Zhou, who joined the School’s Department of Global Health this year, collaborates extensively with colleagues in China to help build their database of dementia research, an area he knows well. He hopes to help standardize the way data is collected in China and one day be able to compare incidence rates and risk factors for Alzheimer’s disease in the two countries.
Zhou is associate director of the National Alzheimer’s Coordinating Center (NACC), which is based at the School's Department of Epidemiology and manages data from 29 Alzheimer’s disease research centers across the United States. He is responsible for methods research and solves any analytic challenges that investigators may face.
“When they use the database and they have a data problem they can’t solve, we develop new methods that solve their issues,” Zhou says.
For example, in dementia research, investigators use the mental state examination, or MSE, to screen a person for signs of dementia. In order to evaluate the accuracy of MSE, investigators compare the test results to those from a “gold standard” test – a diagnostic method with the best accuracy. In Alzheimer’s disease research, the gold standard is pathology; it is a brain autopsy.
“If your subjects are still alive, you can’t perform a brain autopsy,” Zhou says. “So the question is: How do you measure the accuracy of the diagnostic test when you don’t have a gold standard?”
Andrew Zhou honored as an AAAS fellow
This where Zhou and his team come in. They develop new ways to estimate sensitivity and specificity even when there is no gold standard. Zhou says there are “some methods that will let us make estimations, under certain assumptions.”

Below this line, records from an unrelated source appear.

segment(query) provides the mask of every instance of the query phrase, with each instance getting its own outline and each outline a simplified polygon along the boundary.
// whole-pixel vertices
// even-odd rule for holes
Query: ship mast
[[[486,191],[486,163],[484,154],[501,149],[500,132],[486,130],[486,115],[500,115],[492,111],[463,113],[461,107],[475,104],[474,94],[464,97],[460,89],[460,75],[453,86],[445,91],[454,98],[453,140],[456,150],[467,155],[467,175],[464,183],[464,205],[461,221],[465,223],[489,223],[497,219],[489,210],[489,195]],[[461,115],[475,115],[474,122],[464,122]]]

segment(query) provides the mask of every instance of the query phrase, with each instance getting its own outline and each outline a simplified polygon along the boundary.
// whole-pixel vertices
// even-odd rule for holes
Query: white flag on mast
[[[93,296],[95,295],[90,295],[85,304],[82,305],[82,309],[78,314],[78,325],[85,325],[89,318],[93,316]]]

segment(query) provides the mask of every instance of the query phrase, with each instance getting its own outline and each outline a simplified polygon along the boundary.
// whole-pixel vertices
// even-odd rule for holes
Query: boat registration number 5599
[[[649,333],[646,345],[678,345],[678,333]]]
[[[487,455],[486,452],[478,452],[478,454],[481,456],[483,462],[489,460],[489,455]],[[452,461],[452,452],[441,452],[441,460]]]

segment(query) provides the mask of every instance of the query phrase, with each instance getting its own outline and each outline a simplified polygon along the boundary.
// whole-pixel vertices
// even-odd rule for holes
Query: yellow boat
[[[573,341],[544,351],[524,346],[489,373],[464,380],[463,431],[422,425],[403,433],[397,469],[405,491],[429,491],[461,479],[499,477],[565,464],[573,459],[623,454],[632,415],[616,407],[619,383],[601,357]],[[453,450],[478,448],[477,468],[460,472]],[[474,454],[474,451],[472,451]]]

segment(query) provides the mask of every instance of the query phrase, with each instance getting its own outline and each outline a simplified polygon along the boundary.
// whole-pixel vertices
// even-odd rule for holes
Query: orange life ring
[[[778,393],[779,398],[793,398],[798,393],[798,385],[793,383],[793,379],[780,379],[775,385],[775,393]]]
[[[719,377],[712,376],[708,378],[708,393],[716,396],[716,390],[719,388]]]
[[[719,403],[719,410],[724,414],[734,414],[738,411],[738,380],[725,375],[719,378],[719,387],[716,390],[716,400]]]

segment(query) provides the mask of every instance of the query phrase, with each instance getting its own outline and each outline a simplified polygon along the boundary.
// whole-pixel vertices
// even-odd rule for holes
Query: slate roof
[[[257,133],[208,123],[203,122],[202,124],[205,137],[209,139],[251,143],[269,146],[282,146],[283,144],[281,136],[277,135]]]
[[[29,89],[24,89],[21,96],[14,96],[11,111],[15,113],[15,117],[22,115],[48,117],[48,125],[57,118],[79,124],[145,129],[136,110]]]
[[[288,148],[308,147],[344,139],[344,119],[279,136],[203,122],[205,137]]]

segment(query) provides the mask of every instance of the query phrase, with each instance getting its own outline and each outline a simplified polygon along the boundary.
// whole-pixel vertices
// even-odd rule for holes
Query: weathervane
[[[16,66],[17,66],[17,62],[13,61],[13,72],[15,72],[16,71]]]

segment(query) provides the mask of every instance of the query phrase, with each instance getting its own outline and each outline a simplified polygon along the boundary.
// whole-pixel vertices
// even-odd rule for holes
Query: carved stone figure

Biostatisticians often make assumptions based on variables that they might not be able to see.
“As biostatisticians, sometimes we are artists and other times we are detectives,” Zhou says. To be good at the job, he adds, “You need to do your homework and have necessary knowledge about the cases; you have to know the data you’re working with and the experiment that produced the data; and you need to ask the right questions. You need to be curious.”
Zhou has been developing new statistical methods for more than two decades. He has published 116 papers on the subject and 74 papers on applied public health and medical research. In 2002, he co-authored the first textbook on statistical methods in diagnostic medicine, and in 2007, he received the VA’s prestigious Research Career Scientist Award.
Zhou was recently elected as a fellow of the American Association for the Advancement of Science, the world’s largest general scientific society and publisher of the journal Science.
“There is a lot of uncertainty in the world and nobody can control it,” Zhou says. “The beauty of biostatistics is that uncertainty can be quantified.”
When he’s not mentoring students or analyzing data, Zhou enjoys working out at the gym, practicing hot yoga, listening to country music and playing the erfu, a traditional Chinese string instrument his father taught him to play.